I can hack together some php, but I'm no pro. I'd like to advance my skills and dive into a new learning project, but the question I can't answer is what language should I devote some time to? RoR has a lot of hype and Django sounds like a possible contender for the new hip framework. Or I could just continue to work with php. I've read a lot of debate over why one language is better and the most diplomatic answer is that all languages have there strengths and weaknesses and it just depends on what you are trying to do.
So here is my next question. What does that really mean to me? What is rails intended to do better than anything else? What is really difficult to do? What can't it do?
I understand the ideological explanation that it forces you to write good code, but that's not unique to rails anyways. I'm trying to figure out the real practical benefit ... the bottom line.

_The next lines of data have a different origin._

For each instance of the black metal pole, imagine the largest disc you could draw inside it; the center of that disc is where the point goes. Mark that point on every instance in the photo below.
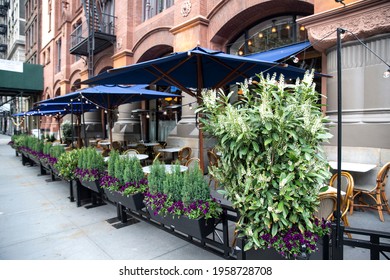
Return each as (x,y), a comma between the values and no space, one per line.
(71,117)
(84,129)
(338,254)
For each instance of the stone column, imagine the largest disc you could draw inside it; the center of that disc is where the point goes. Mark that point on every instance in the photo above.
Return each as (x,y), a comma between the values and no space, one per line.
(128,127)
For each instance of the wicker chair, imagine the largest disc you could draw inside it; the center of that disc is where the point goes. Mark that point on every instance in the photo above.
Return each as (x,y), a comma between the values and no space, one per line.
(347,186)
(130,152)
(141,148)
(213,161)
(184,155)
(376,193)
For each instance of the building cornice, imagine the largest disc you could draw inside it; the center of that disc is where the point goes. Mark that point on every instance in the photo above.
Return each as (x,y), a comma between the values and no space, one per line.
(124,53)
(199,20)
(364,18)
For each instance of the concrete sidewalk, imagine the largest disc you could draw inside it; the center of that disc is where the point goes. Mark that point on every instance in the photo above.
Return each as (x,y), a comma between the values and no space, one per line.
(38,222)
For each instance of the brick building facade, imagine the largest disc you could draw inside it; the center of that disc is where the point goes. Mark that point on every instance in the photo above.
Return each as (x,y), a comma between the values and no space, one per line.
(149,29)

BTW .. sorry if I couldn't find the thread that already covered this because I'm sure it's out there.
When your starting from a clean slate although, it's a different story. Then you can use rails conventions & restrictions and everything runs a lot more smoother. But if you got previous systems to build on, it's a bit more extra work. Rails is an opinionated asshole (like steve jobs), and when your not willing to back down, you got a lot of extra work to go through.
Also sometimes rails is just too complicated or inflexible for the job and whipping up something quick & dirty in 500 lines of php would do you far far better.